Auf das „praktische“ Leben bereitete der Unterricht beim grammaticus nicht vor. Auch deshalb ist der Vergleich mit dem heutigen Gymnasium verfehlt, das zwar auch keine berufs-, sondern eine allgemeinbildende Schule ist, das aber doch mit vielen seiner Unterrichtsfächer beruflich verwertbares Wissen vermittelt. Das tat der grammaticus nicht und das verlangte auch keiner von ihm.

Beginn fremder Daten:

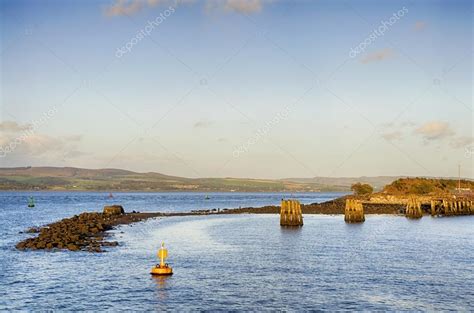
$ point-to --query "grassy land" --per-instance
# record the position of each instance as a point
(51, 178)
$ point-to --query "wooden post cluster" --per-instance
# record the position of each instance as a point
(458, 207)
(414, 208)
(354, 212)
(290, 213)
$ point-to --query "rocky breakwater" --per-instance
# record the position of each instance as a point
(83, 232)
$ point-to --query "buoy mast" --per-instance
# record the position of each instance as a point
(162, 268)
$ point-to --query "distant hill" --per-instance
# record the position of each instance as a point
(426, 186)
(378, 182)
(70, 178)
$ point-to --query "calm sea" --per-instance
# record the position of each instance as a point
(240, 262)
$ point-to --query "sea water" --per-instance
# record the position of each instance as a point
(240, 262)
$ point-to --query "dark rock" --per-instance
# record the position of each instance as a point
(114, 210)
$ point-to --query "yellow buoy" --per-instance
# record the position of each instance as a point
(162, 268)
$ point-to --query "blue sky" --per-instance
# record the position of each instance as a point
(242, 88)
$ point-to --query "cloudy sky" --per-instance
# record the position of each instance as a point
(241, 88)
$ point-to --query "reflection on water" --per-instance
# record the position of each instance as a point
(161, 289)
(248, 262)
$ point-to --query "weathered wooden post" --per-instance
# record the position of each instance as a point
(354, 212)
(290, 213)
(433, 207)
(413, 208)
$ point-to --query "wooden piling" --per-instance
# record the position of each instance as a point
(354, 212)
(290, 213)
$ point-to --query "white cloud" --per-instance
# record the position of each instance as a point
(202, 124)
(11, 126)
(130, 7)
(124, 7)
(462, 142)
(377, 56)
(434, 130)
(244, 6)
(391, 136)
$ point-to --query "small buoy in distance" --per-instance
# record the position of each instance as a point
(162, 269)
(31, 202)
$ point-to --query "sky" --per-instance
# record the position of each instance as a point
(239, 88)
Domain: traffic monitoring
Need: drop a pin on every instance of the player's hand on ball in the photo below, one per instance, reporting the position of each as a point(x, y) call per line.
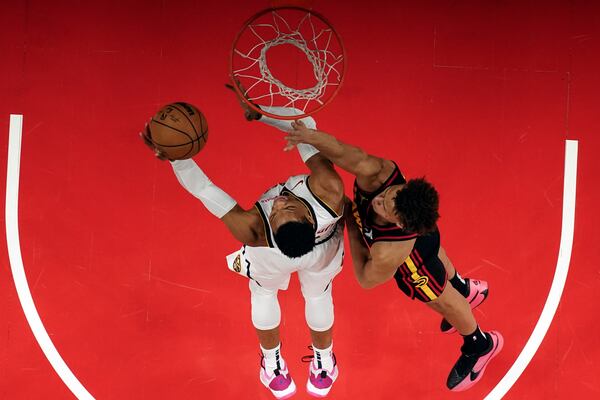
point(145, 136)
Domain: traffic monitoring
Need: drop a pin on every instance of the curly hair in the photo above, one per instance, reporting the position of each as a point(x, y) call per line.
point(417, 206)
point(295, 238)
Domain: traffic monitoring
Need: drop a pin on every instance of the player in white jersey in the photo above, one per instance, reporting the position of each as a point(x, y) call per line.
point(293, 227)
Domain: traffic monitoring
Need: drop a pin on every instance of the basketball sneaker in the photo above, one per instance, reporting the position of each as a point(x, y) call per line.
point(320, 380)
point(278, 381)
point(478, 291)
point(469, 368)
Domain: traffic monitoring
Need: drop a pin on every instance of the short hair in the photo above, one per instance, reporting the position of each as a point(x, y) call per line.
point(417, 206)
point(295, 238)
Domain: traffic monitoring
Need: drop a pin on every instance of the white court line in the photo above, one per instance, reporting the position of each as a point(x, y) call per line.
point(16, 262)
point(558, 283)
point(61, 368)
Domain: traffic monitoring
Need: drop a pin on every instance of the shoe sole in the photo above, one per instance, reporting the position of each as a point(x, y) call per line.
point(467, 382)
point(281, 394)
point(320, 393)
point(475, 302)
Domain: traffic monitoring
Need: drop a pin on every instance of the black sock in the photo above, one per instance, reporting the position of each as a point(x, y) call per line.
point(475, 343)
point(460, 284)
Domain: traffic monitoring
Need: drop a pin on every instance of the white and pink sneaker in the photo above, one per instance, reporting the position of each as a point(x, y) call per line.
point(278, 381)
point(321, 380)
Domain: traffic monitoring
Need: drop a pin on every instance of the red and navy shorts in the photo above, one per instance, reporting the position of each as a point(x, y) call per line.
point(423, 276)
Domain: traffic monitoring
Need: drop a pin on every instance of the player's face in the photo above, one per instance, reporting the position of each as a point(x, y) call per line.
point(383, 204)
point(288, 209)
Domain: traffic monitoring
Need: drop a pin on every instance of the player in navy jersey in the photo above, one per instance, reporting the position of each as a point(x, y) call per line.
point(393, 232)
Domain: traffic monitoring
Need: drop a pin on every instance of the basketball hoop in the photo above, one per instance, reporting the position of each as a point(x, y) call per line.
point(287, 57)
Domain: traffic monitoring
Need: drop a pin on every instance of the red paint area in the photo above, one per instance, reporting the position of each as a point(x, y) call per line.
point(128, 271)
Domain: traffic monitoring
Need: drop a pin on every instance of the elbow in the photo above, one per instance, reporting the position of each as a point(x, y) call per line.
point(366, 283)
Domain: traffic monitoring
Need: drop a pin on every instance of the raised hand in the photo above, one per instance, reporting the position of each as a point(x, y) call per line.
point(300, 133)
point(249, 113)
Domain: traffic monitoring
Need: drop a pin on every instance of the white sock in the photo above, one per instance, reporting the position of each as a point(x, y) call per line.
point(273, 359)
point(324, 357)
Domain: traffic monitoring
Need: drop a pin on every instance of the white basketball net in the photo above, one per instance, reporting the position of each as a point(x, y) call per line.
point(310, 35)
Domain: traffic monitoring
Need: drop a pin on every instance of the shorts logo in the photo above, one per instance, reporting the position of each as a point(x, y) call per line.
point(421, 281)
point(237, 265)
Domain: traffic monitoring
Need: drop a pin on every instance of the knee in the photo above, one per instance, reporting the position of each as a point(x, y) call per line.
point(319, 311)
point(266, 313)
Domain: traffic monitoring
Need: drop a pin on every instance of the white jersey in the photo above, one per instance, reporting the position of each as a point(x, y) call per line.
point(326, 219)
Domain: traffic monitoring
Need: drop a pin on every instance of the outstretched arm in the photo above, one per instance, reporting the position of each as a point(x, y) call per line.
point(370, 171)
point(242, 224)
point(376, 265)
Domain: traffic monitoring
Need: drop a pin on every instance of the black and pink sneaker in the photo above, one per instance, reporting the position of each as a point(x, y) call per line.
point(278, 381)
point(469, 368)
point(478, 291)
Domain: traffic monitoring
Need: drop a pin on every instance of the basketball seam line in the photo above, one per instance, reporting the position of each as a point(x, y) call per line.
point(175, 129)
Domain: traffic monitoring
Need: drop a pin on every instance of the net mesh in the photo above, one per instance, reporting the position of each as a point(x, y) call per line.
point(303, 31)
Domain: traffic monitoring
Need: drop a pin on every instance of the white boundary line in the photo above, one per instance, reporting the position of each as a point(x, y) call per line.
point(16, 262)
point(560, 277)
point(61, 368)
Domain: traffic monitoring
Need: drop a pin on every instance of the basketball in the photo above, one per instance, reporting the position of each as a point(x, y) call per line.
point(179, 130)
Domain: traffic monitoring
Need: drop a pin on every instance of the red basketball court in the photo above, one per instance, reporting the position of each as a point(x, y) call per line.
point(127, 271)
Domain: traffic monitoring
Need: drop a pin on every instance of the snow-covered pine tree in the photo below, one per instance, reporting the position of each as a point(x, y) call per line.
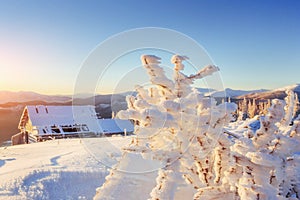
point(182, 130)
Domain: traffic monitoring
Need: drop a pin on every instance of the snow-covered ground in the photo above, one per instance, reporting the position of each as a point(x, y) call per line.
point(58, 169)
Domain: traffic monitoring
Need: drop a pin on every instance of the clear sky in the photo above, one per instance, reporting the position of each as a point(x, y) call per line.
point(256, 43)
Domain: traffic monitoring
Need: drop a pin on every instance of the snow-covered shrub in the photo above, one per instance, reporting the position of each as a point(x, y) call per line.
point(182, 130)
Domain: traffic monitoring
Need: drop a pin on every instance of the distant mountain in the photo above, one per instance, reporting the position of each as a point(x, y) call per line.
point(272, 94)
point(233, 93)
point(8, 96)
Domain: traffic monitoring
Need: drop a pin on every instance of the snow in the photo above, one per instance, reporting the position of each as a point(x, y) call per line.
point(43, 117)
point(115, 126)
point(233, 93)
point(58, 169)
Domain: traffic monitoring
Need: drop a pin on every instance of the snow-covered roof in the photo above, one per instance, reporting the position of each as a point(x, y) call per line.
point(60, 115)
point(115, 125)
point(47, 116)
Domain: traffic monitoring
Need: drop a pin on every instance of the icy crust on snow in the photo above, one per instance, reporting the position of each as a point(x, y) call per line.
point(58, 169)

Die von ihm vertretene Welt der litterae war Teil einer standesgemäßen Erziehung für Angehörige der Oberschicht, das Eintrittsbillett in die gehobene Welt der litterati, nicht der Schlüssel zur beruflichen Karriere und zum Geldverdienen (obwohl der Besuch der Grammatik-Schule für manche der Elite vorbehaltenen Positionen und Posten hilfreich und notwendig war).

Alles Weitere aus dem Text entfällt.